Elana Bell is a poet of action. She was a finalist for the Split This Rock Freedom Plow Award for Poetry & Activism. As the granddaughter of Holocaust survivors, her debut collection Eyes, Stones gives space to exploring the Israeli-Palestinian conflict. She takes up questions of biblical home, Zionist dreams, modern state, and occupied territory. The complexities related to concepts of home and heritage exist, too, and differently, within this most recent collection. Another theme in Mother Country is that of lineage and the way a parent can be the source of much cultural inheritance and the complications within that fact, heightened by the process of losing a parent or when intentionally resisting familial traits or notions. Though the speaker says of the mother in one poem “I feel myself filling her shadow,” in another we get these lines: “Mother, I’ve done what you would never do. / Walked you to the edge, then turned away.” In considering the book’s title, how remarkable that for a time, the mother is the country in which the child resides. Picturing Russian nesting dolls, the poet writes “In the Dollhouse” observing: “(Once, I lived inside the slow curve of her body, ate when she ate, slept when she slept).”

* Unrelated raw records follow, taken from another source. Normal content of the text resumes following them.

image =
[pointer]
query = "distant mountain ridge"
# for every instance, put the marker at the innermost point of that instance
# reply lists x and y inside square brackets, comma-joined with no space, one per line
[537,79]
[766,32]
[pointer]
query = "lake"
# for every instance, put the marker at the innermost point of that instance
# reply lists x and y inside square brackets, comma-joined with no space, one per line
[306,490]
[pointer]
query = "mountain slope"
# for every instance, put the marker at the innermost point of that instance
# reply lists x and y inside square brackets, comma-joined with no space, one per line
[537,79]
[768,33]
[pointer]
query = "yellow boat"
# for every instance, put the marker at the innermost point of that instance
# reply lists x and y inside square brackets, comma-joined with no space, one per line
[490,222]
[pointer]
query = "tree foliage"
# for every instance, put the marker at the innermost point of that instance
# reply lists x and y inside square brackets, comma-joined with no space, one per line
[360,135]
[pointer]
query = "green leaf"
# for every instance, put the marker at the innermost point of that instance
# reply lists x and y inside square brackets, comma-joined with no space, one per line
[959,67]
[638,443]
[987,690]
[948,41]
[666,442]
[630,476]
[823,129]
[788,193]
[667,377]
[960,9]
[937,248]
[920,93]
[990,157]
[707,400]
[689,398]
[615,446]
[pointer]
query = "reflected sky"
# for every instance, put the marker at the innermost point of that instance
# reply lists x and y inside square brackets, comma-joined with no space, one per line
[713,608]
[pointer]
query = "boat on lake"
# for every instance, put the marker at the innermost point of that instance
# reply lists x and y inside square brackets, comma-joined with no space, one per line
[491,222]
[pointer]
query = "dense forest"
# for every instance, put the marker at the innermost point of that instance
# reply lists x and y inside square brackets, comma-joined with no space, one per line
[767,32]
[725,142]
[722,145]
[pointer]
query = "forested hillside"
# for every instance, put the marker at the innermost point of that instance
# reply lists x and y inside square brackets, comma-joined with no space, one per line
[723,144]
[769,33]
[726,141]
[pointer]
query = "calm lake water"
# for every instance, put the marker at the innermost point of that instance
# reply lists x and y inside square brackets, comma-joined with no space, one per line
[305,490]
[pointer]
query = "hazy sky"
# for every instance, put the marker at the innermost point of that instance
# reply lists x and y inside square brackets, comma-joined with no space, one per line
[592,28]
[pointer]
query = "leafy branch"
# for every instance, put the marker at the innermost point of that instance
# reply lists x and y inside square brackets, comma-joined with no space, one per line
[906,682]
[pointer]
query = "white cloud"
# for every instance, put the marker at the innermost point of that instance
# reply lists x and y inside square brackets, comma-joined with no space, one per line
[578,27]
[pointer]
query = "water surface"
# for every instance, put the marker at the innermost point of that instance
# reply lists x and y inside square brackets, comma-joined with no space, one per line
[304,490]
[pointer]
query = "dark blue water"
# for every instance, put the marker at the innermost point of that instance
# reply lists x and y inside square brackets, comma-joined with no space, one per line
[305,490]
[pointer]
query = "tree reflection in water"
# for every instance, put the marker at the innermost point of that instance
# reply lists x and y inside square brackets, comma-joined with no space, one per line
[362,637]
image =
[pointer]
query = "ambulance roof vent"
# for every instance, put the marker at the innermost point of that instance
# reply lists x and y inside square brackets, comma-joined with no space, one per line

Ultimately, this book communicates various intimacies. Mother Country is in large part about the body. The body, like a country, holds so much, and all at once. So much doubt, joy, pleasure, power, uncertainty, pain, family, beloveds, the individual, the collective. There is life; there is loss; there is miracle. The collective has power to sustain the individual. The individual also harness their own power. Reading this book during a pandemic and in a time of great social transformation, I thought of how Mother Country’s ideas speak universally of the space we hold for collective losses, resistance, and resilience.